Overal zijn tankhindernissen, rij na rij met drakentanden. Het gebit van een reusachtig monster onder de grond, een opengesperde muil waar ze nu in lopen. Op de kaart staan bekende namen, de Duitsers hebben hun commandoposten naar opera’s en operette’s vernoemd. Post Fledermaus bij Groot-Valkenisse wordt zonder problemen ingenomen, snel en soepel. Ondanks de mijnenvelden overal. Na een korte rustpauze trekt John verder, achter een ander regiment aan. Naar Widerstandsnest Carmen, alweer zo’n operanaam.
Plotseling is er van alle kanten geweervuur. Er was nog geen luchtsteun geweest en de Marines hadden niet gewacht in hun opmars, het ging ook veel te gemakkelijk allemaal. De Duitsers hadden liggen wachten tot ze genoeg soldaten om op te schieten. Geschreeuw, kogelregens. Mortiervuur, soldaten met brandende uniformen. Besloten wordt om direct terug te trekken achter de drakentanden, om daar te wachten op de vliegtuigen. Doden en gewonden liggen er nog, in het geweervuur. Een handgranaat aan een riem wordt geraakt, een explosie van rood in het witte zand.
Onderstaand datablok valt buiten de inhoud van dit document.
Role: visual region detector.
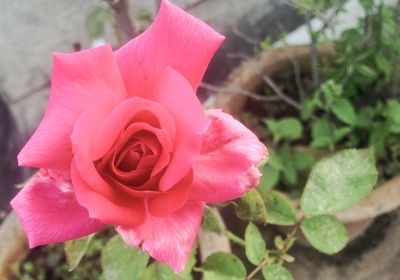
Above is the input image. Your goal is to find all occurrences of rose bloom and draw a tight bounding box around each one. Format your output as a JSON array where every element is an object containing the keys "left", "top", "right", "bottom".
[{"left": 11, "top": 1, "right": 266, "bottom": 272}]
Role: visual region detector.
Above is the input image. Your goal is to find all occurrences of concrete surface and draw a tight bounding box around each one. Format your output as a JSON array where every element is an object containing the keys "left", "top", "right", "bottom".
[{"left": 0, "top": 0, "right": 273, "bottom": 135}]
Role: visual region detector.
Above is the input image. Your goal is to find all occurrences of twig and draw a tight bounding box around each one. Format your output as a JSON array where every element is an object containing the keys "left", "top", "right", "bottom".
[
  {"left": 245, "top": 257, "right": 271, "bottom": 280},
  {"left": 183, "top": 0, "right": 208, "bottom": 11},
  {"left": 245, "top": 224, "right": 298, "bottom": 280},
  {"left": 262, "top": 75, "right": 301, "bottom": 110},
  {"left": 283, "top": 48, "right": 306, "bottom": 103},
  {"left": 305, "top": 11, "right": 319, "bottom": 88},
  {"left": 106, "top": 0, "right": 136, "bottom": 45},
  {"left": 391, "top": 0, "right": 400, "bottom": 96},
  {"left": 200, "top": 83, "right": 281, "bottom": 102}
]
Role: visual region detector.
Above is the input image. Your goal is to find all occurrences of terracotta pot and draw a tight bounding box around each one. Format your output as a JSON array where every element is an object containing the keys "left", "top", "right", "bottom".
[{"left": 211, "top": 45, "right": 400, "bottom": 242}]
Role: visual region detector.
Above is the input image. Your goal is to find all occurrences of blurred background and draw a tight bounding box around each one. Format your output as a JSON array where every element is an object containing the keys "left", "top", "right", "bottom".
[{"left": 0, "top": 0, "right": 400, "bottom": 280}]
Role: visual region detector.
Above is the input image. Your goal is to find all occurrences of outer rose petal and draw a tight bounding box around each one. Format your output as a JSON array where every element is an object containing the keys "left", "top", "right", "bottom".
[
  {"left": 18, "top": 45, "right": 126, "bottom": 169},
  {"left": 116, "top": 0, "right": 224, "bottom": 95},
  {"left": 190, "top": 110, "right": 267, "bottom": 202},
  {"left": 117, "top": 201, "right": 204, "bottom": 272},
  {"left": 11, "top": 170, "right": 104, "bottom": 248},
  {"left": 152, "top": 67, "right": 210, "bottom": 191}
]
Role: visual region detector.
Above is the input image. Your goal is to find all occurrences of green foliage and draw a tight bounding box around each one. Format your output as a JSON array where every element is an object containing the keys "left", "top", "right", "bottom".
[
  {"left": 64, "top": 234, "right": 94, "bottom": 271},
  {"left": 332, "top": 98, "right": 357, "bottom": 126},
  {"left": 201, "top": 206, "right": 221, "bottom": 233},
  {"left": 301, "top": 149, "right": 377, "bottom": 215},
  {"left": 263, "top": 191, "right": 296, "bottom": 225},
  {"left": 262, "top": 264, "right": 293, "bottom": 280},
  {"left": 140, "top": 262, "right": 181, "bottom": 280},
  {"left": 258, "top": 164, "right": 280, "bottom": 192},
  {"left": 236, "top": 189, "right": 267, "bottom": 224},
  {"left": 301, "top": 215, "right": 349, "bottom": 255},
  {"left": 244, "top": 223, "right": 266, "bottom": 265},
  {"left": 202, "top": 252, "right": 246, "bottom": 280},
  {"left": 101, "top": 235, "right": 149, "bottom": 280}
]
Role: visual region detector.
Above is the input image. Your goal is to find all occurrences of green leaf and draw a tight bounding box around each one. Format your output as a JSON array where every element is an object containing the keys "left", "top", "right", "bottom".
[
  {"left": 387, "top": 99, "right": 400, "bottom": 133},
  {"left": 333, "top": 127, "right": 353, "bottom": 142},
  {"left": 357, "top": 64, "right": 378, "bottom": 80},
  {"left": 368, "top": 123, "right": 390, "bottom": 157},
  {"left": 321, "top": 80, "right": 343, "bottom": 103},
  {"left": 140, "top": 262, "right": 181, "bottom": 280},
  {"left": 236, "top": 189, "right": 267, "bottom": 224},
  {"left": 178, "top": 243, "right": 197, "bottom": 280},
  {"left": 202, "top": 252, "right": 246, "bottom": 280},
  {"left": 300, "top": 215, "right": 349, "bottom": 255},
  {"left": 258, "top": 164, "right": 279, "bottom": 191},
  {"left": 374, "top": 52, "right": 393, "bottom": 77},
  {"left": 268, "top": 149, "right": 285, "bottom": 170},
  {"left": 332, "top": 98, "right": 357, "bottom": 126},
  {"left": 263, "top": 191, "right": 296, "bottom": 225},
  {"left": 266, "top": 117, "right": 303, "bottom": 141},
  {"left": 359, "top": 0, "right": 374, "bottom": 11},
  {"left": 244, "top": 223, "right": 265, "bottom": 265},
  {"left": 357, "top": 106, "right": 375, "bottom": 128},
  {"left": 300, "top": 149, "right": 377, "bottom": 215},
  {"left": 101, "top": 234, "right": 149, "bottom": 280},
  {"left": 310, "top": 119, "right": 334, "bottom": 148},
  {"left": 293, "top": 151, "right": 315, "bottom": 171},
  {"left": 262, "top": 264, "right": 293, "bottom": 280},
  {"left": 201, "top": 206, "right": 221, "bottom": 233},
  {"left": 64, "top": 234, "right": 94, "bottom": 271}
]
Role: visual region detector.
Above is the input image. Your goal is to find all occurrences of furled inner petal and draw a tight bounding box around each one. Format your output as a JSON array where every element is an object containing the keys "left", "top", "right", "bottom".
[
  {"left": 92, "top": 97, "right": 176, "bottom": 161},
  {"left": 96, "top": 122, "right": 172, "bottom": 190}
]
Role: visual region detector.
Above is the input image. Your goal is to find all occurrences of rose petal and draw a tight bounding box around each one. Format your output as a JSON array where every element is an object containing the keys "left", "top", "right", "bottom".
[
  {"left": 71, "top": 104, "right": 146, "bottom": 226},
  {"left": 148, "top": 168, "right": 193, "bottom": 217},
  {"left": 115, "top": 0, "right": 224, "bottom": 95},
  {"left": 117, "top": 201, "right": 204, "bottom": 272},
  {"left": 11, "top": 170, "right": 104, "bottom": 248},
  {"left": 71, "top": 161, "right": 146, "bottom": 227},
  {"left": 18, "top": 45, "right": 126, "bottom": 169},
  {"left": 190, "top": 110, "right": 267, "bottom": 202},
  {"left": 152, "top": 67, "right": 210, "bottom": 191},
  {"left": 92, "top": 97, "right": 175, "bottom": 160}
]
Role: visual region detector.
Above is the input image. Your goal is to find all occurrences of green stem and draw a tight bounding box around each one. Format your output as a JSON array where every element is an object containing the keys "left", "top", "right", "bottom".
[
  {"left": 222, "top": 230, "right": 246, "bottom": 247},
  {"left": 245, "top": 254, "right": 271, "bottom": 280}
]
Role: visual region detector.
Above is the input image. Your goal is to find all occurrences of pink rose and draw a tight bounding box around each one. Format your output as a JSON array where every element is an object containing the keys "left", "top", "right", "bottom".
[{"left": 11, "top": 0, "right": 266, "bottom": 271}]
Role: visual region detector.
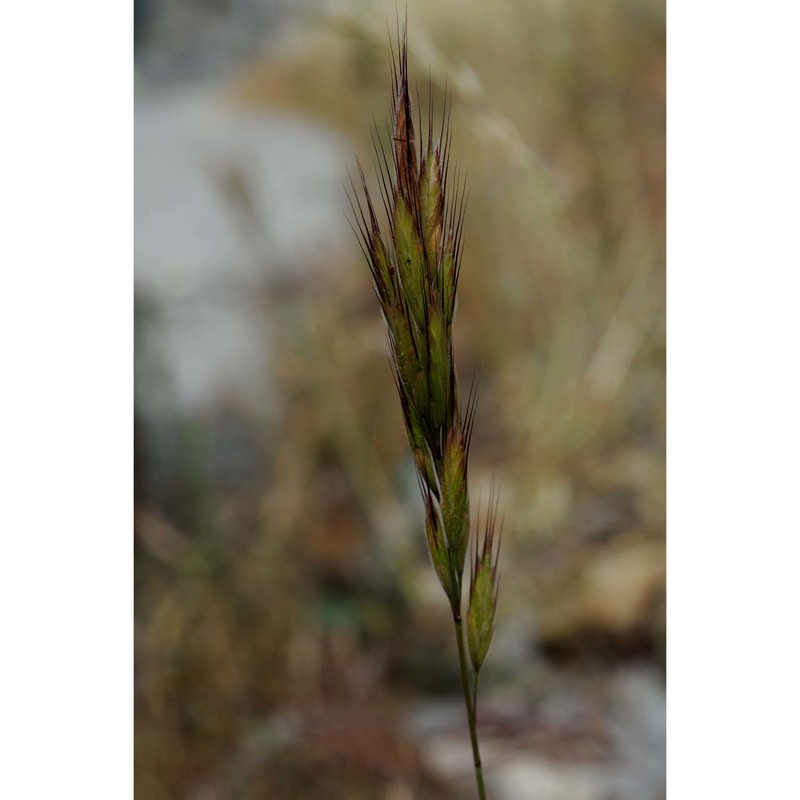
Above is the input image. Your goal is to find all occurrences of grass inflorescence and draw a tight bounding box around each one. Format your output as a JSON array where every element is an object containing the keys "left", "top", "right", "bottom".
[{"left": 351, "top": 18, "right": 499, "bottom": 798}]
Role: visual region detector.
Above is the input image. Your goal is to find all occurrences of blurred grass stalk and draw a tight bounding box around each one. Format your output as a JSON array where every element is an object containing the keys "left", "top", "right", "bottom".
[{"left": 351, "top": 21, "right": 499, "bottom": 800}]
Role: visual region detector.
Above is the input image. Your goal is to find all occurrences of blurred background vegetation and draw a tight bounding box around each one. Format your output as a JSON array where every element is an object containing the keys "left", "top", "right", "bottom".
[{"left": 134, "top": 0, "right": 666, "bottom": 800}]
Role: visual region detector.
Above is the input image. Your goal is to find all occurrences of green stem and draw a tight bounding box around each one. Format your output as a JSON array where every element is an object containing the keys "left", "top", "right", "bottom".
[{"left": 453, "top": 613, "right": 486, "bottom": 800}]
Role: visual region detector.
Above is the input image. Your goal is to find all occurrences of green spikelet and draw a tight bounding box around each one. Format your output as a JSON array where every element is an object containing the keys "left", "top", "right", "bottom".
[
  {"left": 425, "top": 491, "right": 461, "bottom": 608},
  {"left": 467, "top": 490, "right": 500, "bottom": 673}
]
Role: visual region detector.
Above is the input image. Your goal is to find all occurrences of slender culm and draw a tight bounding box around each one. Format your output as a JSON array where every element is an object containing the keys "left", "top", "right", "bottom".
[{"left": 350, "top": 20, "right": 498, "bottom": 800}]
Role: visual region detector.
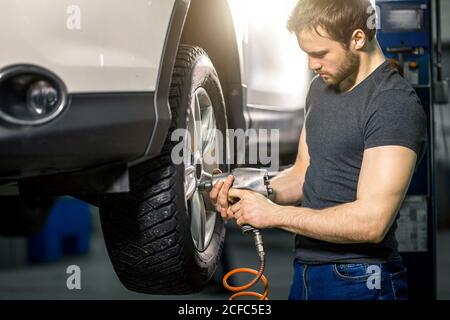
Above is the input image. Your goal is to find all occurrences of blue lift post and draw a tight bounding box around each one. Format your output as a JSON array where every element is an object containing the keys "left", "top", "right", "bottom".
[{"left": 376, "top": 0, "right": 436, "bottom": 300}]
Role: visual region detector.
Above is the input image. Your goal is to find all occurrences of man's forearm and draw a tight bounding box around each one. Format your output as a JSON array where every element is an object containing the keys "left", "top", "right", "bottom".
[
  {"left": 273, "top": 201, "right": 385, "bottom": 244},
  {"left": 270, "top": 167, "right": 303, "bottom": 205}
]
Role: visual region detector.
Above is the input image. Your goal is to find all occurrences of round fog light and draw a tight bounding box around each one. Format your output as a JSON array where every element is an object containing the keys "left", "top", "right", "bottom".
[{"left": 27, "top": 81, "right": 59, "bottom": 116}]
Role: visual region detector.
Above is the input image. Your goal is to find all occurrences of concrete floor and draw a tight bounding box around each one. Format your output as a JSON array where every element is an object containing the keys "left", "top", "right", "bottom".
[
  {"left": 0, "top": 215, "right": 450, "bottom": 300},
  {"left": 0, "top": 220, "right": 293, "bottom": 300}
]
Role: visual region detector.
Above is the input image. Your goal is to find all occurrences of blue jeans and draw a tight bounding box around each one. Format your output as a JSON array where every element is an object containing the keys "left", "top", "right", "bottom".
[{"left": 289, "top": 259, "right": 408, "bottom": 300}]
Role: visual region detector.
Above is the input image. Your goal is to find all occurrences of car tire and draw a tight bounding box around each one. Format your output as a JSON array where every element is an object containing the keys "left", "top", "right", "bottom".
[
  {"left": 99, "top": 45, "right": 228, "bottom": 295},
  {"left": 0, "top": 196, "right": 55, "bottom": 237}
]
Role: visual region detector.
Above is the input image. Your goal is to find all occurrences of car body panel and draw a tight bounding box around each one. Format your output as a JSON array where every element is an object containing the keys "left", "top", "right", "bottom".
[{"left": 0, "top": 0, "right": 175, "bottom": 93}]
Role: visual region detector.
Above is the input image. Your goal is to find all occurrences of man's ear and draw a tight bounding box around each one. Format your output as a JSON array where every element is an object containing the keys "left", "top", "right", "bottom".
[{"left": 350, "top": 29, "right": 367, "bottom": 50}]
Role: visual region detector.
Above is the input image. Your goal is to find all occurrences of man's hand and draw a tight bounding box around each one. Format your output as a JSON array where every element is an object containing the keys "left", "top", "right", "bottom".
[
  {"left": 209, "top": 169, "right": 234, "bottom": 221},
  {"left": 228, "top": 189, "right": 280, "bottom": 229}
]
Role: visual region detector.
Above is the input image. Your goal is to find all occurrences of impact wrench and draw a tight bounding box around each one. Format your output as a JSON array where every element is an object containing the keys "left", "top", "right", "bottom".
[{"left": 198, "top": 168, "right": 273, "bottom": 300}]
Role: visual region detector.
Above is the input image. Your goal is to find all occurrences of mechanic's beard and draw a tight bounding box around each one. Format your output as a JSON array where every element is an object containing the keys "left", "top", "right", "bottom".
[{"left": 326, "top": 50, "right": 360, "bottom": 89}]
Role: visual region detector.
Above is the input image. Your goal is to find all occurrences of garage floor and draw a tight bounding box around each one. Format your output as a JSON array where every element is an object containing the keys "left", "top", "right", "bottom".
[{"left": 0, "top": 212, "right": 450, "bottom": 300}]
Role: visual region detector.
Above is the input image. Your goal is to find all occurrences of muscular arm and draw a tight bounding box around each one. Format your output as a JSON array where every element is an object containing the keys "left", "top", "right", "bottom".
[
  {"left": 271, "top": 146, "right": 417, "bottom": 244},
  {"left": 270, "top": 127, "right": 309, "bottom": 205}
]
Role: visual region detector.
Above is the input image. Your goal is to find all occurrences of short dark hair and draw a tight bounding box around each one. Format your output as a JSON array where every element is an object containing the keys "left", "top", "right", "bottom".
[{"left": 287, "top": 0, "right": 377, "bottom": 46}]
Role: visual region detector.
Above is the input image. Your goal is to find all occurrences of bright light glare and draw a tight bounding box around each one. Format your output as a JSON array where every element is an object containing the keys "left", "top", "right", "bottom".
[{"left": 229, "top": 0, "right": 310, "bottom": 107}]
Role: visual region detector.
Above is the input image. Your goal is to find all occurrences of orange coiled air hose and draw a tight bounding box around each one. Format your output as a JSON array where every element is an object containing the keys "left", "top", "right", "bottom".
[{"left": 222, "top": 230, "right": 269, "bottom": 300}]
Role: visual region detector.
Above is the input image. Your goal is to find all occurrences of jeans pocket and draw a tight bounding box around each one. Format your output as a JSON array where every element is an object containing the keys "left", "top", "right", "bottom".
[
  {"left": 333, "top": 263, "right": 371, "bottom": 281},
  {"left": 390, "top": 268, "right": 408, "bottom": 300}
]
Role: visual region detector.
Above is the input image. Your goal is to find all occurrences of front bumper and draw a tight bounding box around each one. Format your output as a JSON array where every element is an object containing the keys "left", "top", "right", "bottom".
[{"left": 0, "top": 92, "right": 156, "bottom": 179}]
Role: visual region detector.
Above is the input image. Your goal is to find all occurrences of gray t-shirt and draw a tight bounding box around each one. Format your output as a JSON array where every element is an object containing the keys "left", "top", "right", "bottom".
[{"left": 295, "top": 61, "right": 427, "bottom": 264}]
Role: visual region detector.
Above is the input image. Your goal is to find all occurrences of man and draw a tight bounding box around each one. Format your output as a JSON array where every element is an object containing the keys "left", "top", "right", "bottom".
[{"left": 210, "top": 0, "right": 426, "bottom": 300}]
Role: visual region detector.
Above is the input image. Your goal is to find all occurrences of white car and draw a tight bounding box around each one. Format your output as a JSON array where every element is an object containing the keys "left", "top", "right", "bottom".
[{"left": 0, "top": 0, "right": 310, "bottom": 294}]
John vloekt als de vliegtuigen eindelijk overkomen en lukraak bommen gooien. Ze kunnen wel industriegebieden raken, maar de kleine bunkers en geschutsposten zijn een veel te klein doelwit. Als ze na nog een saldo bombardementen weten de Marines Valkenisse te veroveren. Bij de verovering van Carmen zijn er 25 mannen van de eenheid gedood.